Cet imbécile de sir Thomas m'obstine que vous arriverez le dix, Mme Riccoboni, Lett. de Fanny Butler, lett. 86. Cela signifie : me soutient obstinément que…, et est du langage populaire.

HISTORIQUE

XVe s. Et tant estoient obstinés l'un contre l'autre… que nul n'y avoit pu mectre paix, Boucic. I, 33. Et luy eust mieulx valu [à Charles le Téméraire] n'estre jà obstiné en sa demeurée [lorsqu'il remit le siége devant Nancy], Commines, V, 5.

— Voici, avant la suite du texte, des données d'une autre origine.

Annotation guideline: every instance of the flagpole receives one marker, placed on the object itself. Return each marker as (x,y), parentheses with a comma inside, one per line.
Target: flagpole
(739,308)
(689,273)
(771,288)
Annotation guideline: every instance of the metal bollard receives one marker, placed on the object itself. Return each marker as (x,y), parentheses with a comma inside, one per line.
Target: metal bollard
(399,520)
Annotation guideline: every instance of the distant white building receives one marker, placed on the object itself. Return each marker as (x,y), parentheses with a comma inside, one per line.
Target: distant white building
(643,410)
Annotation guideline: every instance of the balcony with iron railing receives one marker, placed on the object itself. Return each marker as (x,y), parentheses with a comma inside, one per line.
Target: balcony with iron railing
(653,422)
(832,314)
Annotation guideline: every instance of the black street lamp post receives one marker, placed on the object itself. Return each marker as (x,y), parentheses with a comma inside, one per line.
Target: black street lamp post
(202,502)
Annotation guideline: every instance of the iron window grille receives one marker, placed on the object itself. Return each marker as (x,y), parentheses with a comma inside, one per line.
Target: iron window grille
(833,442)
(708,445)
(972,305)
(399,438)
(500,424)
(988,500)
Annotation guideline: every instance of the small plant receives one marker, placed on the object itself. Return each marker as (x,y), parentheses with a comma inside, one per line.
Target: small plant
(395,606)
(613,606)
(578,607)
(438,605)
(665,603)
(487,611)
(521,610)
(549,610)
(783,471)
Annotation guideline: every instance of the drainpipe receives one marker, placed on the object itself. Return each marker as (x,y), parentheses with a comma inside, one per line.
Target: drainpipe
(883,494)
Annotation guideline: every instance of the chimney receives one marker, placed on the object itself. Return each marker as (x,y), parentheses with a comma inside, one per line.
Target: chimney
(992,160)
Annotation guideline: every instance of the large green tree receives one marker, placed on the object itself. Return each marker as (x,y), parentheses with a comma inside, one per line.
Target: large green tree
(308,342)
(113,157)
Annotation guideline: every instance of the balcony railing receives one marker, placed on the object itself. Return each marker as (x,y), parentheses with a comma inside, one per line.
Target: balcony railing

XVIe s. Les Romains s'obstinoient à continuer ce siege, Amyot, Anton. 50. La grandeur de son courage faisoit qu'il s'obstinoit invinciblement en toutes choses, Amyot, Alex. 51. Une vigueur masle et obstinée, Montaigne, I, 3. Voyant son fier et obstiné silence, Montaigne, I, 5. Il n'y a damnés que les obstinés, Nuits de Straparole, 1. I, p. 380, dans LACURNE.

ÉTYMOLOGIE

Provenç. et espagn. obstinar ; ital. ostinare ; du latin obstinare, de ob, en face, et d'un radical stanare, qui est aussi dans destinare (voy. DESTINER).

SUPPLÉMENT AU DICTIONNAIRE

OBSTINER. - REM. Ajoutez :
2Obstiner sa persévérance, pour persévérer obstinément, est une phrase de Malherbe : Qu'un amant flatté d'espérance Obstine sa persévérance, Lexique, éd. L. Lalanne.